Most often, when someone says Natural Birth, they are talking about an Unmedicated Birth: without pitocin, epidural, IV narcotics, etc. A Vaginal Birth is used to described any birth where the baby is delivered via the birth canal regardless of medications, interventions, or lack thereof. We in the birth profession also frequently use the term Physiologic Birth. Here we are talking about not only a lack of pharmaceutical interventions, but an avoidance of anything that would interfere with the body’s natural progression of labor, birth and the immediate postpartum period. According to The Journal of Perinatal Education, a normal, physiologic birth includes the following components:
• characterized by spontaneous onset and progression of labor;
• includes biological and psychological conditions that promote effective labor;
• results in the vaginal birth of the infant and placenta;
• results in physiological blood loss;
• facilitates optimal newborn transition through skin-to-skin contact and keeping the mother and infant together during the postpartum period; and
• supports early initiation of breastfeeding. (source)
This same article goes on to say “Some women and/or fetuses will develop complications that warrant medical attention to assure safe and healthy outcomes.

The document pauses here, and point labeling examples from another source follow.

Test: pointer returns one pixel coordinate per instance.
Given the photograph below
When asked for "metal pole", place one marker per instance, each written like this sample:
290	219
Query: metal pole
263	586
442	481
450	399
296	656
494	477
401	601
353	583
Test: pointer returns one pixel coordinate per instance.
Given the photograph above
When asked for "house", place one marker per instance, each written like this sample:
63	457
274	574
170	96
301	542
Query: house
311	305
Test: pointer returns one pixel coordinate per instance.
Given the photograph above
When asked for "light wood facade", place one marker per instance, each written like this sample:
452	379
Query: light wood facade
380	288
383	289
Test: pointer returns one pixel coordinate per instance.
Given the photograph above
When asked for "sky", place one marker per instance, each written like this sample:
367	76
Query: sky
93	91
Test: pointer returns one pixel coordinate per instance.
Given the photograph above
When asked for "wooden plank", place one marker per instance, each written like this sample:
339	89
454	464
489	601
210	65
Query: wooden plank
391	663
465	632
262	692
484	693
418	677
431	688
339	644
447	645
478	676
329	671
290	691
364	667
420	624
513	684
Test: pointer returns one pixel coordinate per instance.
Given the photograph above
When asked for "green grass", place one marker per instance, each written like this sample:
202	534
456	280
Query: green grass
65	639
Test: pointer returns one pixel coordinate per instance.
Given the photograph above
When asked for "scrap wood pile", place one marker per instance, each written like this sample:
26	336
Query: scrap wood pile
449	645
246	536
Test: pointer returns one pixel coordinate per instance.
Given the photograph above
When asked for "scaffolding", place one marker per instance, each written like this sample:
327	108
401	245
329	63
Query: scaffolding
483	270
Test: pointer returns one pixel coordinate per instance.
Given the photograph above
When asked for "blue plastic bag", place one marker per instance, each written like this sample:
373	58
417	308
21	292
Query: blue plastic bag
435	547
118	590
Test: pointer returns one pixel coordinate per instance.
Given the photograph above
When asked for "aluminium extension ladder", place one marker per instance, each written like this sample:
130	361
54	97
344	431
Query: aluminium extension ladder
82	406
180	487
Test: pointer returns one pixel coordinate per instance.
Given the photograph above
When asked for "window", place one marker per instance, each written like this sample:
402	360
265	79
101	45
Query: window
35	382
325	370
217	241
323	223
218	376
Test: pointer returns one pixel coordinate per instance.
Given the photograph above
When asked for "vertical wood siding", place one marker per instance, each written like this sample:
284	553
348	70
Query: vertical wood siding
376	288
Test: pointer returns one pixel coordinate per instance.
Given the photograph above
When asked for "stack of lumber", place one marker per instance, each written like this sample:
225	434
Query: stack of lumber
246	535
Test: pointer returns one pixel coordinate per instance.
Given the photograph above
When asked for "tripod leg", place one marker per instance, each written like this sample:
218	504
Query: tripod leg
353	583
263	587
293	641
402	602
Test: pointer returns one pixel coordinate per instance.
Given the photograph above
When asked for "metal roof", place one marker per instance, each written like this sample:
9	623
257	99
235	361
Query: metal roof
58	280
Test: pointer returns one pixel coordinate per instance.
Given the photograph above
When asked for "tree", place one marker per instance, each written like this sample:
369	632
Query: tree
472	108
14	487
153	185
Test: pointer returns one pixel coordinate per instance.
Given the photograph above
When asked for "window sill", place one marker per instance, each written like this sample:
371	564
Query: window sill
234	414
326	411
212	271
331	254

However, supporting the normal physiologic processes of labor and birth, even in the presence of such complications, has the potential to enhance best outcomes for the mother and infant.” In order to explain this last statement, let’s talk about the difference between the Medical Model of Care and the Midwifery Model of Care.
The Medical Model of Care
The Medical Model for labor and birth is exactly what we would (and should!) expect from a doctor. It focuses on preventing complications, then diagnosing and treating them if they arise. The methods used for this involve early testing, pharmaceuticals and potentially surgical intervention. All of this is considered a method of “managing” the labor in order to avert a poor outcome. This is the same approach we would take to heart health or cancer prevention.

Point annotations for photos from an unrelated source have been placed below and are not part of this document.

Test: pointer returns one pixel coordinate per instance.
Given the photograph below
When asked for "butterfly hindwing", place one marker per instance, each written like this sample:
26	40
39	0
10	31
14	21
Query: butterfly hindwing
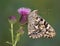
38	27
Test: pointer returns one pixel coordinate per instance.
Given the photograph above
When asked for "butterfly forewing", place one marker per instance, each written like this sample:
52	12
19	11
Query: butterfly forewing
38	27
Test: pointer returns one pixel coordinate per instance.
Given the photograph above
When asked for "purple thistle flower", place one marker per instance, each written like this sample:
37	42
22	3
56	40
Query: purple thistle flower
12	19
24	12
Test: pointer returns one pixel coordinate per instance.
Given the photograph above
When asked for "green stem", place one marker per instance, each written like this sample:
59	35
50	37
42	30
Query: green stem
12	34
17	39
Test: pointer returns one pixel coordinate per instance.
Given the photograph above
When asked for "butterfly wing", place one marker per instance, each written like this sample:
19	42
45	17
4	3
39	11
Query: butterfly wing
38	27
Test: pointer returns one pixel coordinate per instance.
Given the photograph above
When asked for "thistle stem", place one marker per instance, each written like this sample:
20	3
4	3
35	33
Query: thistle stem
12	35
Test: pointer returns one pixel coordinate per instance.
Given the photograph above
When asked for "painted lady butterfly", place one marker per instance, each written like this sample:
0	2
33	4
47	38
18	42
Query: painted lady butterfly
38	27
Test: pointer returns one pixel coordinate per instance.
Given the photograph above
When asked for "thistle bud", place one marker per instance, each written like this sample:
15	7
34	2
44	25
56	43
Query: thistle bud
12	19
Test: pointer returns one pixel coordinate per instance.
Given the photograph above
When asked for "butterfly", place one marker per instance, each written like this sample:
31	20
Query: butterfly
38	27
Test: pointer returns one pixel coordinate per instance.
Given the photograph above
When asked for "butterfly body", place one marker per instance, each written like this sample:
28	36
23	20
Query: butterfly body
38	27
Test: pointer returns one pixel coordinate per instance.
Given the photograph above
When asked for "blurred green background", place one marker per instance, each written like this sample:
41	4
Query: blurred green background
48	9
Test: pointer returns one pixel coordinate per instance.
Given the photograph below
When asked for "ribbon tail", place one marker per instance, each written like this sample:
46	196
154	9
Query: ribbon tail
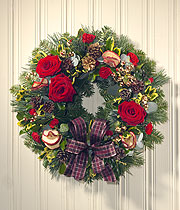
69	168
97	165
108	174
77	166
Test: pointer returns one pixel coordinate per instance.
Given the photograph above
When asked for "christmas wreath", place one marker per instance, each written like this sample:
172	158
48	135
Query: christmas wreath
68	139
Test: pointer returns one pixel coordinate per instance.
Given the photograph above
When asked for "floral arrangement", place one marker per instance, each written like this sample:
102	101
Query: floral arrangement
55	125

The Midwifery Model of Care
The Midwifery Model is different because it recognizes that pregnancy is not an illness but a normal, natural occurrence in this stage of her life. Therefore, it requires a different approach. This model focuses on maximizing overall health and wellness – physical, emotional and social. The methods used include education, counseling and hands-on care throughout the entire pregnancy. Rather than “managing” the labor, this model “allows” the labor to happen, supporting when and if necessary. Midwives (and doctors who utilize this model of care) are also specially trained to identify any red flags that signal potential complications which would require obstetrical attention. If complications arise, they shift the women to the Medical Model of Care where treatment can take place.

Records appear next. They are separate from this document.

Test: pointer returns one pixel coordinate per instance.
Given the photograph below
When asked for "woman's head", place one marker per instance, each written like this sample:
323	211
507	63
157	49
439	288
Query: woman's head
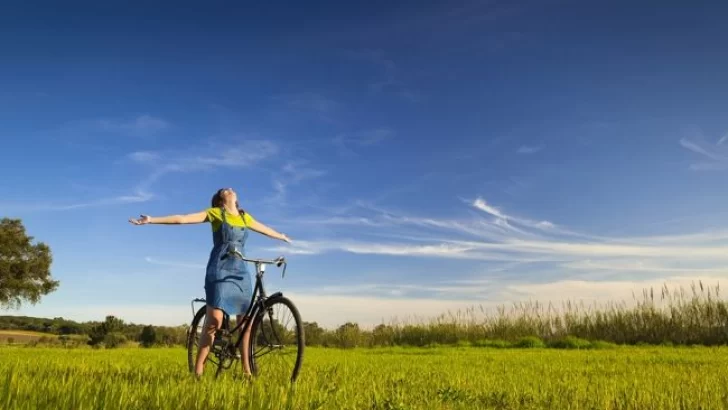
224	196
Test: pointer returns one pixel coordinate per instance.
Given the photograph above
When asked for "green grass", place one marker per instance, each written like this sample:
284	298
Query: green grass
379	378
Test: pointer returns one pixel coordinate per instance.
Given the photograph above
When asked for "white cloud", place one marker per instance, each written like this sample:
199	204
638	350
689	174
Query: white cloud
714	155
347	143
137	197
144	156
172	264
529	149
243	154
139	126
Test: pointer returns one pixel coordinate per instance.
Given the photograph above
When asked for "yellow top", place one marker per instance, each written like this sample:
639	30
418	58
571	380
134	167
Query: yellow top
214	216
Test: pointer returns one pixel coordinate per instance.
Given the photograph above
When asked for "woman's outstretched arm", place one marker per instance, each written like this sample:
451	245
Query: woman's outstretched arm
194	218
260	228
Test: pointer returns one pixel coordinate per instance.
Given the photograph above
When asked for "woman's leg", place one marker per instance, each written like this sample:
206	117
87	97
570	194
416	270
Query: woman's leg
244	347
213	321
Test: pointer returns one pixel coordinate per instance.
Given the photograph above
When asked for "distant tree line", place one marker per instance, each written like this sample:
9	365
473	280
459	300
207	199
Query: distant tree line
112	332
672	318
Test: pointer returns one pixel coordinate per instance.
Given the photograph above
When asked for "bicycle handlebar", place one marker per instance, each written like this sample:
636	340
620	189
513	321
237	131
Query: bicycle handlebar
277	261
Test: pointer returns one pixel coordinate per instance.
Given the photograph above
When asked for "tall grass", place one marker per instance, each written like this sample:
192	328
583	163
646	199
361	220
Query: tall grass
386	379
678	317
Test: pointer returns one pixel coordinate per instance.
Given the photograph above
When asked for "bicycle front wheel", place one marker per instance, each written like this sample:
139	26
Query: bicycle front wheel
193	340
277	340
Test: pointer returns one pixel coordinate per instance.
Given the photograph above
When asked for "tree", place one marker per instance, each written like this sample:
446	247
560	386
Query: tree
314	334
112	325
348	335
148	337
24	267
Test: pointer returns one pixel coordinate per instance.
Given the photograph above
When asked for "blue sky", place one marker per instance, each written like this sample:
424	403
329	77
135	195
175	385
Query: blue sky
424	157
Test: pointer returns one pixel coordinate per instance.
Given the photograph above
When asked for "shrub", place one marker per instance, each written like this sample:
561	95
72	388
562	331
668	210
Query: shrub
530	342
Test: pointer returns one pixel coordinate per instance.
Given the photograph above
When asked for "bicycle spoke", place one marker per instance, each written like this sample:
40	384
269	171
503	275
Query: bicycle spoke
278	342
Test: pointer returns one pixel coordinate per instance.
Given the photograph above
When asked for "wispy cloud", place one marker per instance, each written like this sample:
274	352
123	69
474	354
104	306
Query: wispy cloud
714	155
529	149
136	197
348	143
173	264
308	101
388	72
498	236
139	126
293	173
243	154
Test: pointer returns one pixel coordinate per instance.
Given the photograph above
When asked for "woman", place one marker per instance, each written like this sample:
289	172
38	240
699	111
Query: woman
228	283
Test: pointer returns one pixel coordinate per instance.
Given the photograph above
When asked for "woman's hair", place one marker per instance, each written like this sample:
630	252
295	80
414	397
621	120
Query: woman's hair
217	201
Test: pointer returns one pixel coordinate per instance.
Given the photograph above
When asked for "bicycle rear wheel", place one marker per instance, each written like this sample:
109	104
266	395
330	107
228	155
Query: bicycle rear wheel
277	340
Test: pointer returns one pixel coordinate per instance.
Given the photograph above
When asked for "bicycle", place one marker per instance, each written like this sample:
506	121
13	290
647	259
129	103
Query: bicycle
264	330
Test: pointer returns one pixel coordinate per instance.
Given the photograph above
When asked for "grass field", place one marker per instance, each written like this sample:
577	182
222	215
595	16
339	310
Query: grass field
388	378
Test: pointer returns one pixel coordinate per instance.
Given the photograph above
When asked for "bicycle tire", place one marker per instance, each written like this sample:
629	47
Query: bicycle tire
192	339
300	338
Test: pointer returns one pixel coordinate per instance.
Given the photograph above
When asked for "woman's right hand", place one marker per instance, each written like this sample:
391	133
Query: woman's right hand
145	219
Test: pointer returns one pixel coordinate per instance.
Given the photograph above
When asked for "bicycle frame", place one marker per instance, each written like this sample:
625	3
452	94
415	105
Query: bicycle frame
257	301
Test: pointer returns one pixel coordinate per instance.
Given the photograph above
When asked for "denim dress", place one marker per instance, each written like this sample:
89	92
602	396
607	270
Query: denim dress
228	283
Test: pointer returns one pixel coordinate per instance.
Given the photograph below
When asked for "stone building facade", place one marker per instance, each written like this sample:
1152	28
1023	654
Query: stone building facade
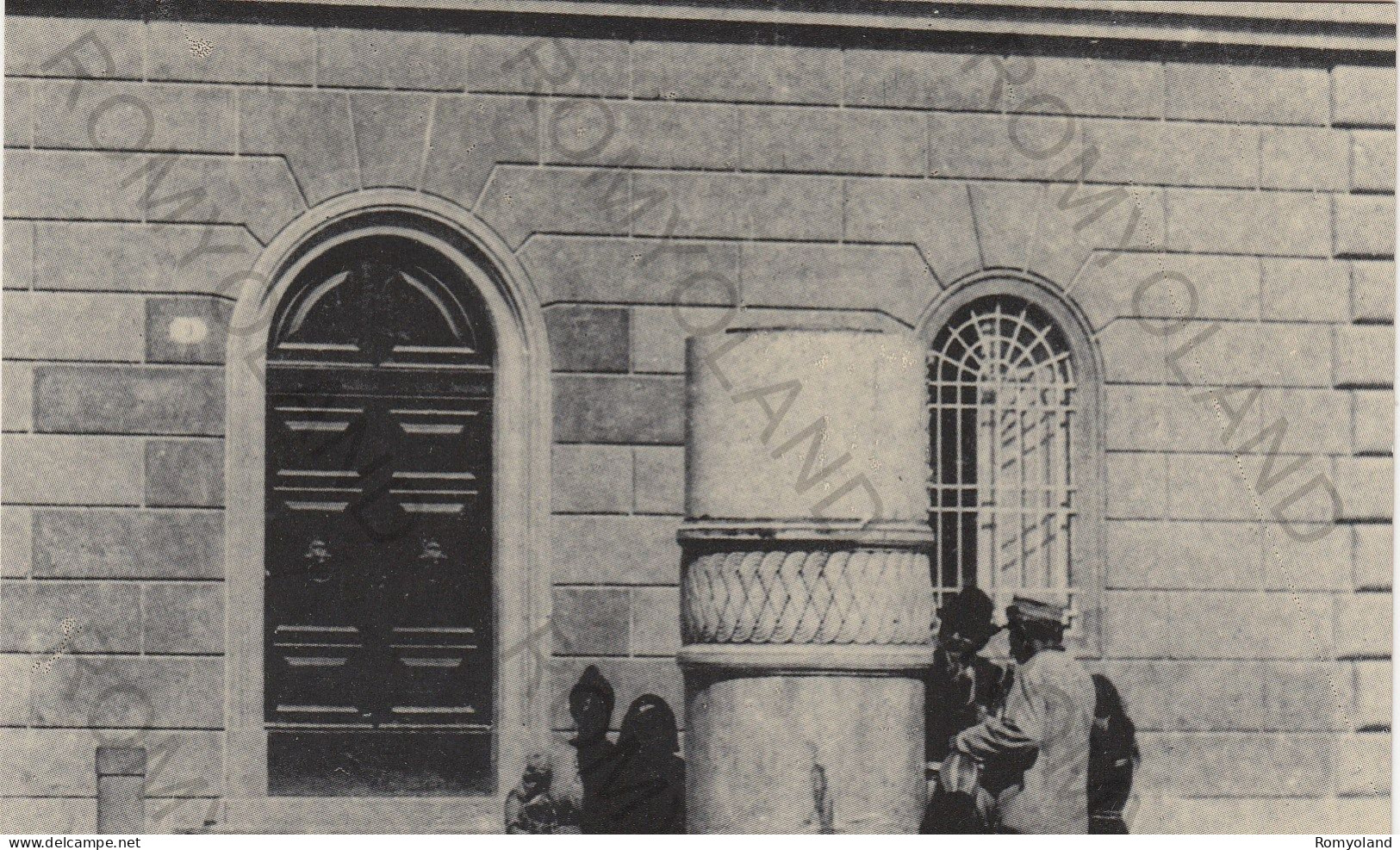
1189	202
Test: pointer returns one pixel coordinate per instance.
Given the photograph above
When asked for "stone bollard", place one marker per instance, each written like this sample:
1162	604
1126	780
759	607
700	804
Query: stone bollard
121	790
806	587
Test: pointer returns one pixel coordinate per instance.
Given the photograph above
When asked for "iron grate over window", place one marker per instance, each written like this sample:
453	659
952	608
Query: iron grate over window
1001	385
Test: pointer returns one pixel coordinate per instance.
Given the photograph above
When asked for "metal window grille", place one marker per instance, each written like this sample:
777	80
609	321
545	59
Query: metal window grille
1001	387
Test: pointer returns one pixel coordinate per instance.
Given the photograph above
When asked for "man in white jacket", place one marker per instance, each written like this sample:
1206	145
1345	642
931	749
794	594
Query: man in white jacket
1043	729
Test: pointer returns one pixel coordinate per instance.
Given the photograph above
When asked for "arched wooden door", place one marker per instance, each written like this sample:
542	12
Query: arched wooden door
378	599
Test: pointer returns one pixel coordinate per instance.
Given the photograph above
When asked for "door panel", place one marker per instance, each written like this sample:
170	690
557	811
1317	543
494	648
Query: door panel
378	590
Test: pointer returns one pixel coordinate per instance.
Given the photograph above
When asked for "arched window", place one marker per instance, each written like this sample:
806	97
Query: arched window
1012	427
380	625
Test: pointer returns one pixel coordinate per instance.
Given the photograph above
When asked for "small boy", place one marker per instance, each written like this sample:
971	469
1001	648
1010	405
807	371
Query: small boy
531	809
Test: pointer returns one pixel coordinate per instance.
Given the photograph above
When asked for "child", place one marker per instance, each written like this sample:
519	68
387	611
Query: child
531	809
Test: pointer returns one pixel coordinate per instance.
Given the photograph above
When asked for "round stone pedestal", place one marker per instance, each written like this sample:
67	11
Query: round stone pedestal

Approximately 85% of pregnancies in the US are low risk. The key to the Midwifery Model is to support these mothers throughout pregnancy, labor and birth in order to keep them in the low risk category unless they absolutely must be moved to a higher risk category. They also work hard to avoid intentionally doing anything that would cause a shift to higher risk. Any medical intervention automatically moves a women to a higher risk category. This is why after administering pitocin or an epidural, hospitals require continuous fetal monitoring. It is due to the increased risk of complications inherent with those medications.
Every intervention, medical or non-medical, also significantly increases the chance of more interventions. Childbirth teachers refer to this as the Cascade of Interventions. I plan to do a post on this someday, but until then, Childbirth Connection has a good explanation of how it works with an example at the end of the article.
So, why natural birth??
Because in most cases, it is the safest option for mothers and babies. As long as a mother is low risk, as ethical professionals, we should be doing all we can do to keep her there. If complications do arise, THAT is what the interventions are for! They can be life saving, and I am so thankful that we have access to modern medicine for labor and birth. Let’s just be sure we save it for when it is needed.